Not only was the blast, dubbed AT2022tsd or “the Tasmanian devil,” brighter than a typical supernova, it also kept flaring back to life months after it was supposed to be dead and gone.

Artist’s representation of AT2022tsd, an explosion in a distant galaxy
Artist’s representation of AT2022tsd, an explosion in a distant galaxy. The image shows one possible explanation: a black hole accreting matter from a disk and powering a jet. Variation in the jet’s direction could produce the observed rapid flashes. (credit: Robert L. Hurt/Caltech/IPAC)

“No one really knew what to say,” says study lead author Anna Y. Q. Ho, assistant professor of astronomy in the College of Arts and Sciences at Cornell University, in a media release. “We had never seen anything like that before — something so fast, and the brightness as strong as the original explosion months later — in any supernova or FBOT. We’d never seen that, period, in astronomy.”

Fast blue optical transients (FBOTs), first discovered only in 2018, are a bit of an oddball. They shine far brighter than regular supernovas, but fade away in mere days instead of lingering for weeks. Astronomers have puzzled over what could drive such extreme yet short-lived outbursts.

The “Tasmanian devil” FBOT, spotted about a billion light years from Earth, started off looking pretty typical. But when the astronomers checked in on it three months later, expecting it to have faded away, they saw something astonishing.

“Amazingly, instead of fading steadily as one would expect, the source briefly brightened again — and again, and again,” explains Ho. “LFBOTs (luminous fast blue optical transients) are already a kind of weird, exotic event, so this was even weirder.”

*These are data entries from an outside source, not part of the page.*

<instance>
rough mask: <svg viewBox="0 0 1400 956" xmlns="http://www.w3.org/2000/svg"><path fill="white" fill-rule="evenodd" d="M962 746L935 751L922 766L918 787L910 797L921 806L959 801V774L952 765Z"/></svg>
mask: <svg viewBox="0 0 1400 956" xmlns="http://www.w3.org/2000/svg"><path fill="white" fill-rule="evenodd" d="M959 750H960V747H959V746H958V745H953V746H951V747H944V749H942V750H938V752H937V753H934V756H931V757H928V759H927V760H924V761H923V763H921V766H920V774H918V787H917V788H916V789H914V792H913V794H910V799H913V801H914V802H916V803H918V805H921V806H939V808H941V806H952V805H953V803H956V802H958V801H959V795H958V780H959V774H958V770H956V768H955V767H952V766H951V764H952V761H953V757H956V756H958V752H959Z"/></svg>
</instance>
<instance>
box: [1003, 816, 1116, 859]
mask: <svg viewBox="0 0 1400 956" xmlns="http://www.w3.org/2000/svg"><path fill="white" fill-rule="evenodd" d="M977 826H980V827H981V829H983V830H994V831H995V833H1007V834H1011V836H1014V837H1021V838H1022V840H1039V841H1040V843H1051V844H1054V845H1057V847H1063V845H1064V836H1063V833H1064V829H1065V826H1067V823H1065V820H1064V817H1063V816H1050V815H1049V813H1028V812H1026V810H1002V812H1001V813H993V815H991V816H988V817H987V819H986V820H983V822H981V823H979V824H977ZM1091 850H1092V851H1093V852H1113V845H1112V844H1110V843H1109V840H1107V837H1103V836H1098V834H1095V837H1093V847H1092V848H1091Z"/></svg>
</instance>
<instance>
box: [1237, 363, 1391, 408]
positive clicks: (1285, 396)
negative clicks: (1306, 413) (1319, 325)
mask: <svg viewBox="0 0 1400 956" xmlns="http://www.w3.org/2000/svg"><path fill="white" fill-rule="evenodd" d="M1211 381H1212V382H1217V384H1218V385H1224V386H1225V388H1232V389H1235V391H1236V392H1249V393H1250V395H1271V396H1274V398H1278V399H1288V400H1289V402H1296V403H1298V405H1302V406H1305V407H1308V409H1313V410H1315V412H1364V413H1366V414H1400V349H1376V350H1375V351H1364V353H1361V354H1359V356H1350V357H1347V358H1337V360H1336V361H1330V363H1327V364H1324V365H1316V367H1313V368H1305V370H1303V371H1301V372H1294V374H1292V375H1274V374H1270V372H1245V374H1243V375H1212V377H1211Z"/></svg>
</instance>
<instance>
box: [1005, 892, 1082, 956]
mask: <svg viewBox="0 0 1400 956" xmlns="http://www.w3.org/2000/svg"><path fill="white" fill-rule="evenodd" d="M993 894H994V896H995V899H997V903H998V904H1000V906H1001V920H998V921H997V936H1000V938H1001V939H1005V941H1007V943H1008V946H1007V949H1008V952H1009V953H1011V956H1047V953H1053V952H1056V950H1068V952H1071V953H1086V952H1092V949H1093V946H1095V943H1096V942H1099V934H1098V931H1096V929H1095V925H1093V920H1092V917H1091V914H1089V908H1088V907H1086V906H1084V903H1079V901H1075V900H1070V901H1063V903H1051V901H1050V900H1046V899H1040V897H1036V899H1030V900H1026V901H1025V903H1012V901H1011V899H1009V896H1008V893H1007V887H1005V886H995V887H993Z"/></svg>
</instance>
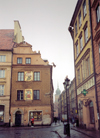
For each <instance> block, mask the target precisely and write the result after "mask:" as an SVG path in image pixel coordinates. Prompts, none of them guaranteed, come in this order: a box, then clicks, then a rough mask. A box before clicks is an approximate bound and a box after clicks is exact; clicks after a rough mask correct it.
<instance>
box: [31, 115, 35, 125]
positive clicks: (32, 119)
mask: <svg viewBox="0 0 100 138" xmlns="http://www.w3.org/2000/svg"><path fill="white" fill-rule="evenodd" d="M31 127H34V118H33V117H32V118H31Z"/></svg>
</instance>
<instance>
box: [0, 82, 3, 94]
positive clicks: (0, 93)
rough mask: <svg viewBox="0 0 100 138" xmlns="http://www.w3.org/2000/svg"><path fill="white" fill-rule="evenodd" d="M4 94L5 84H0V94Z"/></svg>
mask: <svg viewBox="0 0 100 138" xmlns="http://www.w3.org/2000/svg"><path fill="white" fill-rule="evenodd" d="M3 95H4V85H0V96H3Z"/></svg>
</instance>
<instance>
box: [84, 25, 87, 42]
mask: <svg viewBox="0 0 100 138" xmlns="http://www.w3.org/2000/svg"><path fill="white" fill-rule="evenodd" d="M84 35H85V44H86V43H87V41H88V28H87V27H86V28H85V30H84Z"/></svg>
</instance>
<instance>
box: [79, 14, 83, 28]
mask: <svg viewBox="0 0 100 138" xmlns="http://www.w3.org/2000/svg"><path fill="white" fill-rule="evenodd" d="M81 24H82V21H81V12H80V13H79V27H80V26H81Z"/></svg>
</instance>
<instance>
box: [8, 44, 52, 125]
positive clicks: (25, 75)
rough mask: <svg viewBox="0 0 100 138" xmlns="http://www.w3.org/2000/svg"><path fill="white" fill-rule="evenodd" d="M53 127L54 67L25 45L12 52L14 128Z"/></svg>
mask: <svg viewBox="0 0 100 138" xmlns="http://www.w3.org/2000/svg"><path fill="white" fill-rule="evenodd" d="M31 117H34V120H35V121H34V124H35V125H50V124H51V123H52V119H53V84H52V66H51V65H49V63H48V61H47V60H43V59H42V58H41V54H40V52H38V53H37V52H35V51H32V46H31V45H30V44H28V43H26V42H22V43H19V44H17V45H15V46H14V48H13V65H12V91H11V126H26V125H30V119H31Z"/></svg>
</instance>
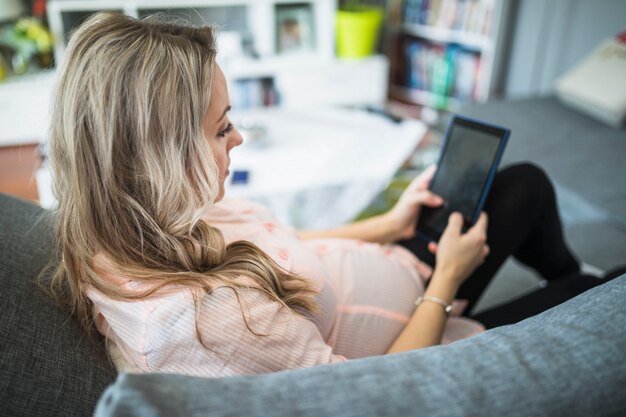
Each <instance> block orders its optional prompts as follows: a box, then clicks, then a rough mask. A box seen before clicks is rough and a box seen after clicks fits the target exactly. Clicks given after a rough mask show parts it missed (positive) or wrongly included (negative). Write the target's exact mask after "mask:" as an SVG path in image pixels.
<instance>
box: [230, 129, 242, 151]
mask: <svg viewBox="0 0 626 417" xmlns="http://www.w3.org/2000/svg"><path fill="white" fill-rule="evenodd" d="M233 133H234V134H233V135H232V138H233V139H232V145H231V149H232V148H234V147H235V146H239V145H241V144H242V143H243V137H242V136H241V133H239V130H237V129H236V128H235V129H234V132H233Z"/></svg>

These enigmatic flares, picked up by 15 telescopes around the world, are something completely new to astronomy. The team believes they must be coming from the hyper-energetic corpse left behind by the explosion — either a black hole or a super-dense neutron star.

“We don’t think anything else can make these kinds of flares,” notes Ho. “This settles years of debate about what powers this type of explosion, and reveals an unusually direct method of studying the activity of stellar corpses.”

Exactly how the remnant is shooting out such powerful bursts remains a mystery. One possibility is that a newly-born black hole is flinging jets of stellar material outward at near-lightspeed. Or perhaps FBOTs aren’t regular supernovas at all, but are triggered when a star gets swallowed by a black hole.

“This is unprecedented behavior — most supernovae explode once and then steadily decline in brightness over the course of a few weeks until they disappear from view,” says study co-author Vik Dhilon, professor from the University of Sheffield’s Department of Physics and Astronomy who leads the ULTRACAM project.

Usually, astronomers only get snapshots of different stages in a star’s life and death — the living star, the explosion, the remnant. But with FBOTs and their lingering flares, astronomers might have a chance to watch a star’s full transition into its afterlife in real-time.

Anna Ho, assistant professor of astronomy in the College of Arts and Sciences
Anna Ho, assistant professor of astronomy in the College of Arts and Sciences. (credit: Jason Koski/Cornell University)

“Because the corpse is not just sitting there, it’s active and doing things that we can detect,” said Ho. “We think these flares could be coming from one of these newly formed corpses, which gives us a way to study their properties when they’ve just been formed.”

The find also hints that the way a star lives might foretell how it will die. Astronomers suspects that stars that spin very fast or have strong magnetic fields during their lives might be the ones that go out as FBOTs. Cracking that code could help astronomers link different kinds of stellar remnants to the stars that made them.

In the case of this undead star, one thing is clear: sometimes, the end is just the beginning of a whole new story waiting to be told.